ANKARA

Avrupa Birliği (AB) Bakanı ve Başmüzakereci Ömer Çelik, dünya genelinde yaklaşık 65,6 milyon kişinin evini terketmek zorunda kaldığını ve Türkiye'nin dünyada en çok sığınmacı barındıran ülke konumunda olduğunu belirterek, "Uluslararası camiadan beklentimiz, uluslararası hukuk ve külfet paylaşımı prensibi doğrultusunda sorumluluklarını yerine getirmeleridir. Ülkeler, mevcut yeniden yerleştirme taahhütlerini hızla yerine getirmeli ve daha fazla sayıda sığınmacıya kapılarını açmalıdırlar." değerlendirmesinde bulundu.

Çelik, 20 Haziran Dünya Mülteciler Günü dolayısıyla yazılı açıklama yaptı.

Dünyanın dört bir yanındaki savaş ve istikrarsızlıklar sonucu yaklaşık 65,6 milyon kişinin evini terketmek zorunda kaldığına dikkati çeken Çelik, göç meselesinin çağın en ciddi insani meselelerinden biri haline geldiğini vurguladı.

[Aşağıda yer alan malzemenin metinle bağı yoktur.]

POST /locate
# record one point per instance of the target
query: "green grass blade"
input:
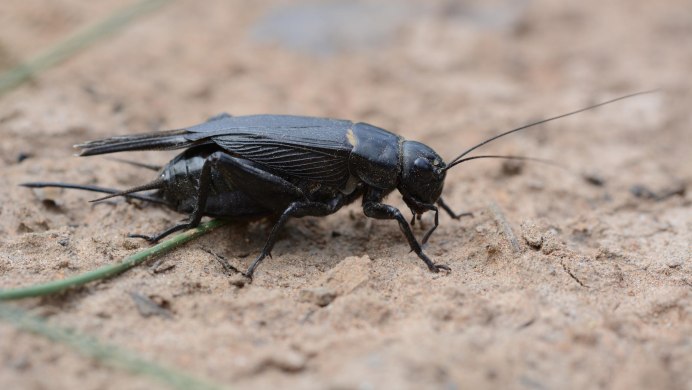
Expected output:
(104, 353)
(111, 269)
(74, 43)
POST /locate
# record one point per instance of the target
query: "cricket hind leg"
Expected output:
(275, 194)
(296, 209)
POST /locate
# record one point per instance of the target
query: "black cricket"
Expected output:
(284, 166)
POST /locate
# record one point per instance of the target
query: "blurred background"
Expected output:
(446, 73)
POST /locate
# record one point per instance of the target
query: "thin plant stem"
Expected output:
(111, 269)
(76, 42)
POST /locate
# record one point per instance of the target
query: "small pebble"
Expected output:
(320, 296)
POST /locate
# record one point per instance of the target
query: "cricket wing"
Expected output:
(314, 149)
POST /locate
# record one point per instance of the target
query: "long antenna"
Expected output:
(457, 160)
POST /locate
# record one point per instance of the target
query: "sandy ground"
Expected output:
(556, 282)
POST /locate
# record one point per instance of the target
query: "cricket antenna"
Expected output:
(459, 159)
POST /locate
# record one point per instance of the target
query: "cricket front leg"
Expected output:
(374, 208)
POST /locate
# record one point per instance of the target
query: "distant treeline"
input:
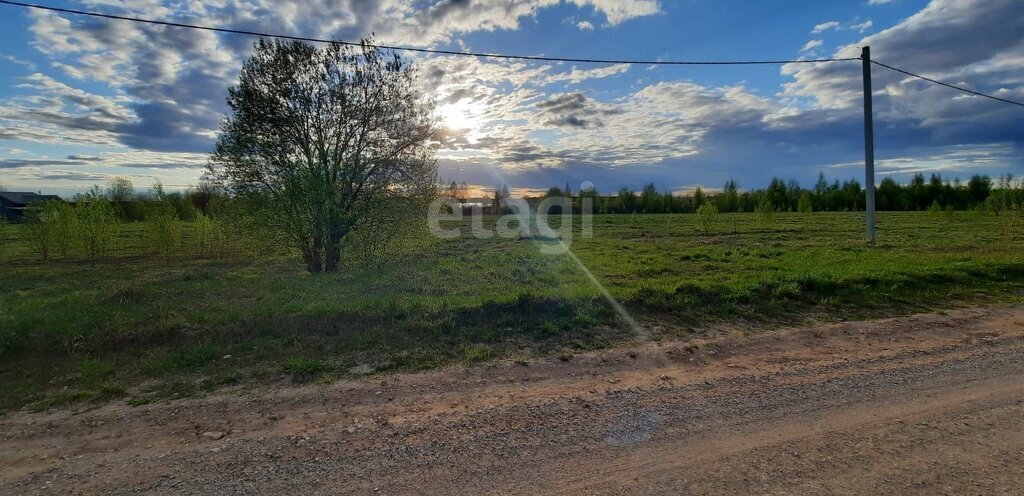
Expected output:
(781, 196)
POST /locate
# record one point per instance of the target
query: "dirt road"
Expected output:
(916, 405)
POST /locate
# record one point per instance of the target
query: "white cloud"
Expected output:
(810, 45)
(821, 28)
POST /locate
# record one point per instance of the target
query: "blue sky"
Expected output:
(83, 99)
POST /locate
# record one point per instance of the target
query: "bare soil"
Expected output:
(928, 404)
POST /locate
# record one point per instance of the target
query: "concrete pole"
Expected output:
(865, 57)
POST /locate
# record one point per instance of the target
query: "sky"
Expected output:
(84, 99)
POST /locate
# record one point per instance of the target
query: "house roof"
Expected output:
(25, 198)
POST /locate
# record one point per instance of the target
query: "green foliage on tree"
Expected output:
(318, 138)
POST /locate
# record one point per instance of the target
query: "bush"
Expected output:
(707, 214)
(163, 232)
(806, 203)
(67, 229)
(207, 236)
(766, 213)
(96, 218)
(40, 230)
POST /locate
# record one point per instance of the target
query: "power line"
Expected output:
(489, 55)
(958, 88)
(421, 50)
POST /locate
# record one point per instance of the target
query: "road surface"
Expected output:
(929, 404)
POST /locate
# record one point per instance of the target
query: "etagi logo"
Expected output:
(517, 218)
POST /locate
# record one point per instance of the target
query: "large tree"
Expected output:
(325, 142)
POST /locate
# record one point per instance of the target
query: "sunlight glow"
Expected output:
(464, 115)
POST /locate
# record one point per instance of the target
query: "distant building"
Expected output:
(12, 203)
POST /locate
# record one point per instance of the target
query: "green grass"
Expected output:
(145, 329)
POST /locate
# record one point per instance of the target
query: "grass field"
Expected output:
(142, 329)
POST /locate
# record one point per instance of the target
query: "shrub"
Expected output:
(707, 214)
(163, 232)
(96, 218)
(40, 230)
(766, 213)
(208, 236)
(806, 203)
(67, 229)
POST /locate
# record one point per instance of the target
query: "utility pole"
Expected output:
(865, 57)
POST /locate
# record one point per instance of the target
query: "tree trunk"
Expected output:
(332, 255)
(311, 255)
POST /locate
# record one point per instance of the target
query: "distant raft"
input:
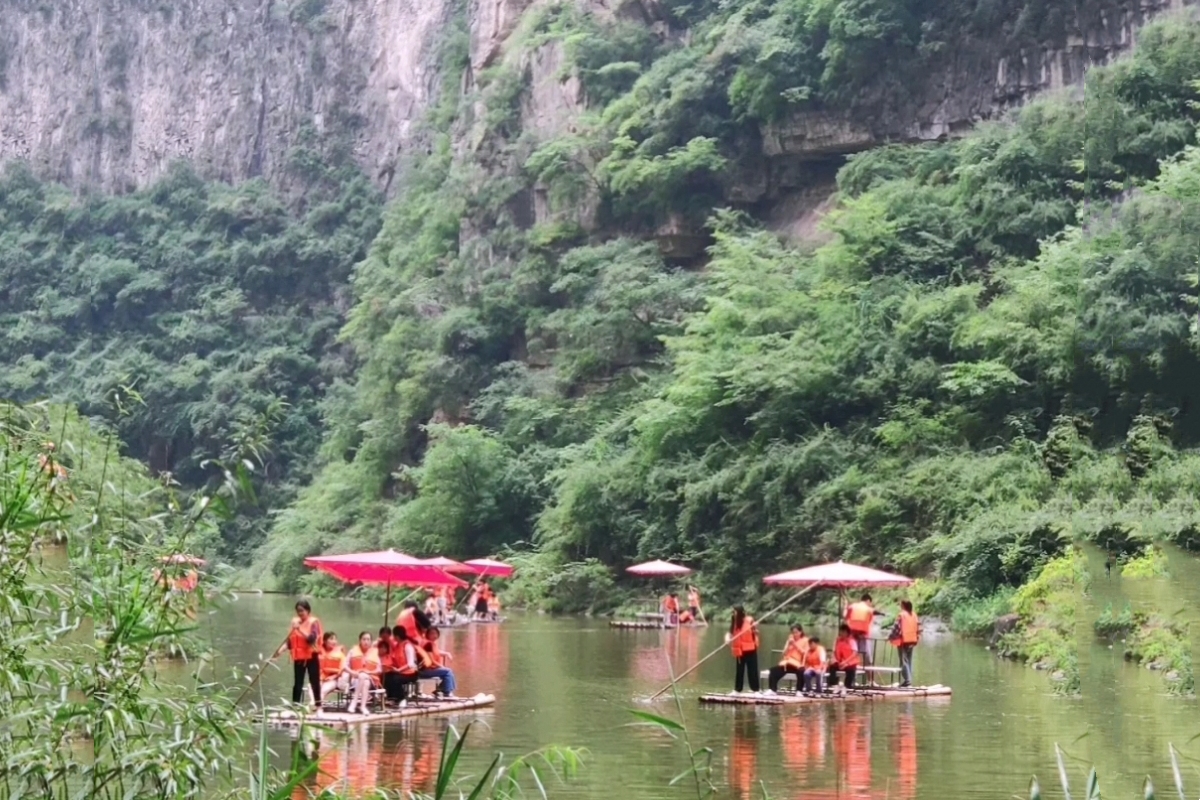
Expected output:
(852, 696)
(419, 708)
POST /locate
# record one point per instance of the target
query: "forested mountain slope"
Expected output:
(575, 330)
(994, 354)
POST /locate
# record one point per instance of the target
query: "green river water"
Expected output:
(573, 681)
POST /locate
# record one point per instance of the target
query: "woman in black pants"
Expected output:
(304, 642)
(743, 641)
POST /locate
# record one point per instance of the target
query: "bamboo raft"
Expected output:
(418, 708)
(852, 696)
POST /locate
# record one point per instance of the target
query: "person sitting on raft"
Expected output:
(304, 642)
(401, 668)
(814, 666)
(483, 593)
(743, 641)
(671, 609)
(433, 663)
(334, 677)
(793, 659)
(365, 672)
(845, 659)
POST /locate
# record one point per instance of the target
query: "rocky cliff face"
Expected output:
(108, 92)
(976, 80)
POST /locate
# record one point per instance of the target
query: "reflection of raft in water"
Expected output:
(651, 625)
(858, 695)
(419, 708)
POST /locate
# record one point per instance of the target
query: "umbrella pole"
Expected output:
(772, 612)
(387, 603)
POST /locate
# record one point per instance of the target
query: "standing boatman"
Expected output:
(905, 635)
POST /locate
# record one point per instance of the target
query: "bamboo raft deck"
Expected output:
(852, 696)
(418, 708)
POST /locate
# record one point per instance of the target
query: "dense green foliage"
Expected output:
(197, 318)
(993, 355)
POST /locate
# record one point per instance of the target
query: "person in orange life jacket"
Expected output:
(334, 677)
(304, 642)
(792, 661)
(743, 641)
(671, 608)
(859, 618)
(401, 669)
(364, 669)
(814, 666)
(433, 663)
(413, 620)
(481, 594)
(905, 635)
(845, 659)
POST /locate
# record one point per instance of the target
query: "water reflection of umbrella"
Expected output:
(383, 567)
(485, 567)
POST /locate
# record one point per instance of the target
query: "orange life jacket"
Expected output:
(910, 629)
(745, 638)
(424, 660)
(437, 659)
(407, 620)
(845, 654)
(298, 639)
(859, 617)
(402, 663)
(793, 653)
(815, 657)
(331, 663)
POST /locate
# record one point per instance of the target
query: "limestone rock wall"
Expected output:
(108, 92)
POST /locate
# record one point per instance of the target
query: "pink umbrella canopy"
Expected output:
(490, 567)
(839, 576)
(383, 567)
(449, 565)
(658, 570)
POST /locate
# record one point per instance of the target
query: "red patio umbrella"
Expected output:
(485, 567)
(658, 570)
(839, 576)
(384, 567)
(449, 565)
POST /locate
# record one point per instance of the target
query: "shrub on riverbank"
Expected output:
(1045, 633)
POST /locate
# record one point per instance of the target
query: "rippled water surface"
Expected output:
(573, 681)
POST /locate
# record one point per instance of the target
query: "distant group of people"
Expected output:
(483, 602)
(675, 615)
(805, 657)
(397, 659)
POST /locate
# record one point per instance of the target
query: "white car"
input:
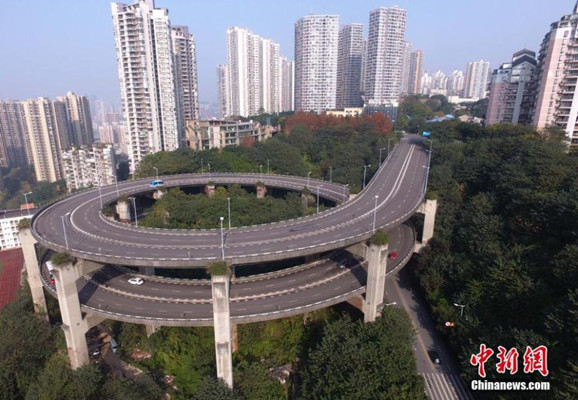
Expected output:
(136, 281)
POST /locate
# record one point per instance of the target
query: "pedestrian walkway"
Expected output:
(445, 387)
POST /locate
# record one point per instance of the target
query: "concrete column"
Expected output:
(73, 325)
(33, 270)
(375, 288)
(235, 338)
(222, 325)
(210, 190)
(430, 208)
(123, 211)
(150, 329)
(261, 191)
(149, 271)
(158, 194)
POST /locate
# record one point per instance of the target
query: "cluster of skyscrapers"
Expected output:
(39, 131)
(540, 91)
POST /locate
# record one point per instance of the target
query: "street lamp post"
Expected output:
(26, 201)
(229, 210)
(346, 185)
(380, 150)
(116, 183)
(365, 173)
(64, 228)
(134, 206)
(461, 306)
(222, 239)
(375, 212)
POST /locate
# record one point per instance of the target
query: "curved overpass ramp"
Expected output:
(391, 197)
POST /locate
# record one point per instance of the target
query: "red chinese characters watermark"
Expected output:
(481, 358)
(508, 361)
(534, 360)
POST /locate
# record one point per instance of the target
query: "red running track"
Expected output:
(12, 261)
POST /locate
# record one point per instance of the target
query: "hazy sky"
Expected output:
(48, 47)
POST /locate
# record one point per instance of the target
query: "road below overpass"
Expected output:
(77, 226)
(258, 298)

Çelik, "2015'de zulümden ve çatışmadan kaçan bir milyondan fazla insanın Avrupa kıyılarına ulaşmasıyla birlikte mülteci krizi olarak adlandırılan insani trajedi, esasen temel insan haklarına saygı ve evrensel değerler krizidir." ifadesini kullandı.

Her zaman mazlumların yanında olan Türkiye'nin, 3,5 milyonu Suriyeli olmak üzere 4 milyona yakın sığınmacı ile dünyada en çok sığınmacı barındıran ülke konumunda olduğunu hatırlatan Çelik, şunları kaydetti:

"Bu konuya ülkemiz, en başından itibaren evrensel insani değerler çerçevesinde yaklaşmış ve göç politikasından uyuma, çocuk ve kadınların korunmasından uluslararası iş birliğine kadar birçok alanda çalışma ve faaliyetlerini kesintisiz sürdürmüştür."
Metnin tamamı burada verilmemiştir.